Looks: Purple Kush’s purple is more of a rich, dark tone than bright or violet, and can look black in certain shades of light, thanks to the dark-green tones providing little contrast.

Smell: The sweet, syrupy combination of bubble-gum hash notes and rich grapes brings back memories like a whiff of grandma’s cookies, with dank scents of soil to round things out.

Flavor: Although the earthy Kush notes are slightly stronger up front on the tastebuds than in the nostrils, Purple Kush carries sweet flavors of berries and grape that achieve a mouth-watering status without being overpowering.

Effects: It’s not debilitating at first, but the strain brings on gradual relaxation that’s sure to put down almost any toker eventually. The blissful, calming indica effects are much like Hindu Kush, which also likes to creep up on users. Purple Kush is usually recommended for treating certain forms of muscle pain, anxiety, stress, nausea and sleeping and eating disorders.

Home grower’s take: “I tend to stay away from most Kush plants — the low reward isn’t worth it most of the time — but you can cut down Purple Kush after eight weeks.
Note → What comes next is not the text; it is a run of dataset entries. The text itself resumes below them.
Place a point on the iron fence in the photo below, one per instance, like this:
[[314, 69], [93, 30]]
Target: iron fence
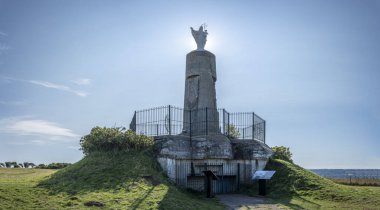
[[171, 120]]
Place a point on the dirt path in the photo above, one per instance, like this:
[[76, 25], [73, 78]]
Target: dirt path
[[237, 201]]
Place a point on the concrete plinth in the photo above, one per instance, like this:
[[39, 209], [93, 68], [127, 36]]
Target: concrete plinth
[[200, 94]]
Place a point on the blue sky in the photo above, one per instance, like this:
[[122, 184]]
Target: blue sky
[[311, 69]]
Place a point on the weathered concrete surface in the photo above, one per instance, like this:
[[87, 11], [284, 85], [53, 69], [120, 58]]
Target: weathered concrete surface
[[200, 92], [200, 147], [236, 201], [250, 149]]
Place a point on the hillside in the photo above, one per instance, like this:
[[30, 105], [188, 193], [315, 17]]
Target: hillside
[[298, 188], [118, 180]]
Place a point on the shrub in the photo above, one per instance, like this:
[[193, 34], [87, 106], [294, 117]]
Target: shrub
[[114, 139], [282, 153]]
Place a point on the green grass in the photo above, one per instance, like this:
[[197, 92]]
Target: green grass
[[120, 180], [299, 188]]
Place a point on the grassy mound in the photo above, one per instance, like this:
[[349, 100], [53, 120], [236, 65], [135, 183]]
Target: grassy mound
[[105, 171], [299, 188], [108, 180]]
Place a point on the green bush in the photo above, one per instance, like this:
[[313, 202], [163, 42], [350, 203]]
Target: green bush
[[282, 153], [114, 139]]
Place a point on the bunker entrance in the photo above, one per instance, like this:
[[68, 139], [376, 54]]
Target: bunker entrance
[[222, 184]]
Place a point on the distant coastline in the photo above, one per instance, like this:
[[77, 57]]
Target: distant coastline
[[346, 173]]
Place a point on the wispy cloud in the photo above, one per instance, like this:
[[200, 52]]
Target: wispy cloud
[[35, 127], [4, 47], [84, 81], [47, 84], [58, 87], [12, 103]]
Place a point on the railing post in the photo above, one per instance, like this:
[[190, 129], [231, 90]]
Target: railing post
[[190, 124], [224, 123], [253, 126], [228, 124], [265, 130], [170, 123], [206, 123]]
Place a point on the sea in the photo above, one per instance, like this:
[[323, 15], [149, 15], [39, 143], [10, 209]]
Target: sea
[[346, 173]]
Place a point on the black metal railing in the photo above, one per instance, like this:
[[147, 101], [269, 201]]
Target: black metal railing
[[171, 120]]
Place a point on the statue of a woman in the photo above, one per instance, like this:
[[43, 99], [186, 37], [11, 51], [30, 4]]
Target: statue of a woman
[[200, 37]]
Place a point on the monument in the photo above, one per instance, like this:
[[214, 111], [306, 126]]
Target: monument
[[200, 94], [202, 137]]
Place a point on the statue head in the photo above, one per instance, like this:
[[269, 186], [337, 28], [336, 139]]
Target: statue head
[[200, 37]]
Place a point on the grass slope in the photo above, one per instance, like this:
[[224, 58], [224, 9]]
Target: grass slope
[[120, 180], [297, 187]]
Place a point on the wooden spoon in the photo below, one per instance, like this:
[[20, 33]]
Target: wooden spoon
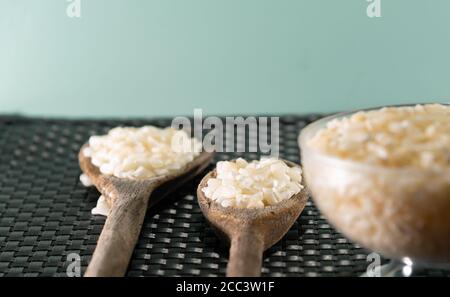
[[250, 231], [128, 199]]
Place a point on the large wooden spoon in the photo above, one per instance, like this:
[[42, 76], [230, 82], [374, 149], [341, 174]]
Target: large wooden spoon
[[128, 200], [250, 231]]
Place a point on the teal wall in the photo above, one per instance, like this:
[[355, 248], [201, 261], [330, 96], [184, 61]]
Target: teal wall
[[166, 57]]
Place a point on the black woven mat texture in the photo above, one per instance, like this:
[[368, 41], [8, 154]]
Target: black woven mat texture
[[45, 212]]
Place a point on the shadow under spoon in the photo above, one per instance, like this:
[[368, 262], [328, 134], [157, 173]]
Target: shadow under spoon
[[250, 231], [128, 200]]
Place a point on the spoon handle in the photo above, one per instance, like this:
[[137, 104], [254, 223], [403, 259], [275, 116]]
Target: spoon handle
[[246, 253], [119, 235]]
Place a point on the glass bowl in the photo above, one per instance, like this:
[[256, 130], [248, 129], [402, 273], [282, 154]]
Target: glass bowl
[[402, 213]]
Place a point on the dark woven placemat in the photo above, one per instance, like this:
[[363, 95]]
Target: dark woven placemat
[[45, 212]]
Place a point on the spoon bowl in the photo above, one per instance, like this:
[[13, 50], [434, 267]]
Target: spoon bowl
[[250, 231], [128, 200]]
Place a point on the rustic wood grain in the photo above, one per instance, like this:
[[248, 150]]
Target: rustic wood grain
[[128, 200], [250, 231]]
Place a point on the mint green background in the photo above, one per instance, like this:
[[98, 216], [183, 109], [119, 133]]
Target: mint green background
[[149, 58]]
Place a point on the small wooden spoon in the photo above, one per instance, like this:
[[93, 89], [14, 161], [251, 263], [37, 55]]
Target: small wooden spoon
[[128, 199], [250, 231]]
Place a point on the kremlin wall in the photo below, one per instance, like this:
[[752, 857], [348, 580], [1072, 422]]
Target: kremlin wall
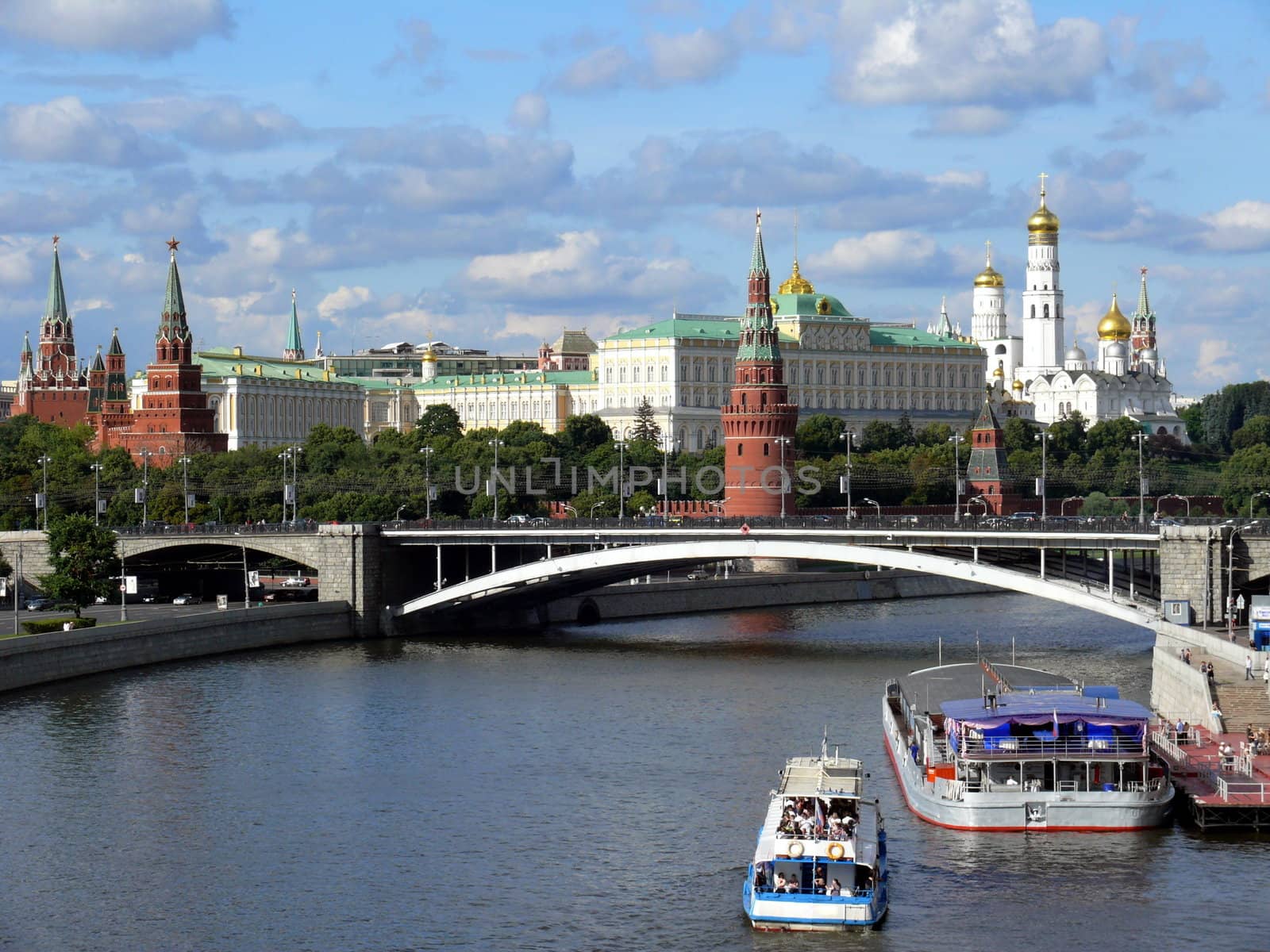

Short little guy in the grow, for sure, which is nice if you’re trying to fit a few plants in a small area. But that means you have to be on top of topping its leaves to make sure it’s not stunting, and I wouldn’t expect that great a yield. I’m lucky to get a little over twenty ounces per plant.”

Commercial grower’s take: “It’s clone-only, from what I hear, so that might make it hard to find unless you know someone who’s good at growing mother plants. That being said, I think this is great for anyone who’s older or has growing experience but isn’t trying to grow for weight. Growing it is pretty easy in Colorado because of how dry it is here. That old-school Hindu and ’Ghani bitterness is okay at deterring pests, and they won’t grow higher than your waist.”